The CCAMPIS grant enables students to get child care close to their home in four counties. In addition to the central campus in Fort Pierce, IRSC has four branch campuses in different counties.
Ashley Days is the IRSC CCAMPIS coordinator. Her office has partnerships with Early Learning Coalitions in the area to which she refers students. Twenty students qualified for the CCAMPIS grant in the spring semester and are receiving child care.
At least 20 more have applied for the fall, Days said. Some providers are full, and students go on a waitlist.
Days’ office provides parenting workshops and even helps student parents find the right academic advisor.
“Especially with some of the younger students, finding child care is overwhelming for them,” Days said. “They don’t know where to begin. I’ve been able to assist, even taking them to child-care centers on tours.

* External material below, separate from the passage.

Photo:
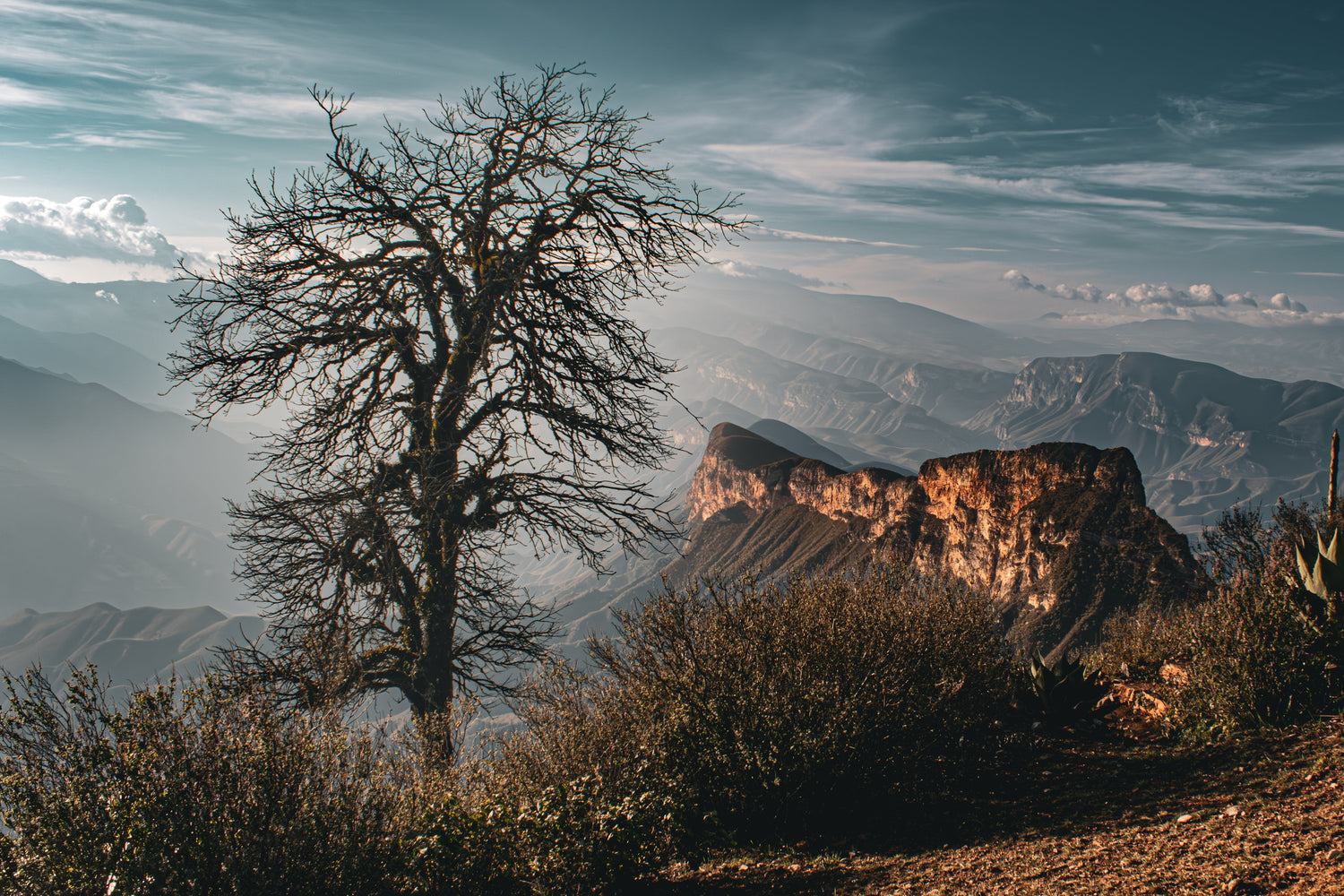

“One student had virtual classes,” Days added. “She had an infant. I said, ‘What are you going to do with your baby when you have to take an exam online?’ She hadn’t thought of that.”
Tapping various funding sources
In addition to CCAMPIS, New Jersey’s Bergen Community College is using a different federal program, the Higher Education Emergency Relief Fund (HEERF), created this year as part of the American Rescue Plan. HERFF funds are designed to support institutions of higher education to serve students during the pandemic.
“We wanted to make sure we could provide our students with help,” said Larry Hlavenka, Bergen’s executive director of public relations. “It’s incumbent upon us to try and remove financial barriers to their education.”
Bergen’s Child Development Center, which serves 2½- to 5-year-olds, has been operated by the college since 1982. It has spots for 45 children, and 25 of those will be fully funded by the HERFF and CCAMPIS grants.
Not all the spots are filled, and the college is contacting students who said in a survey they had trouble finding or paying for child care. The fall semester starts September 1.
The HERFF funds can be used through September 2022, Hlavenka said. He hopes the CCAMPIS money will last for a few years.
“There are multiple benefits to having that type of facility on your campus,” Hlavenka said. “It’s helpful to student parents and education majors. Plus, it’s an opportunity for the community to come on campus and see what we’re all about.”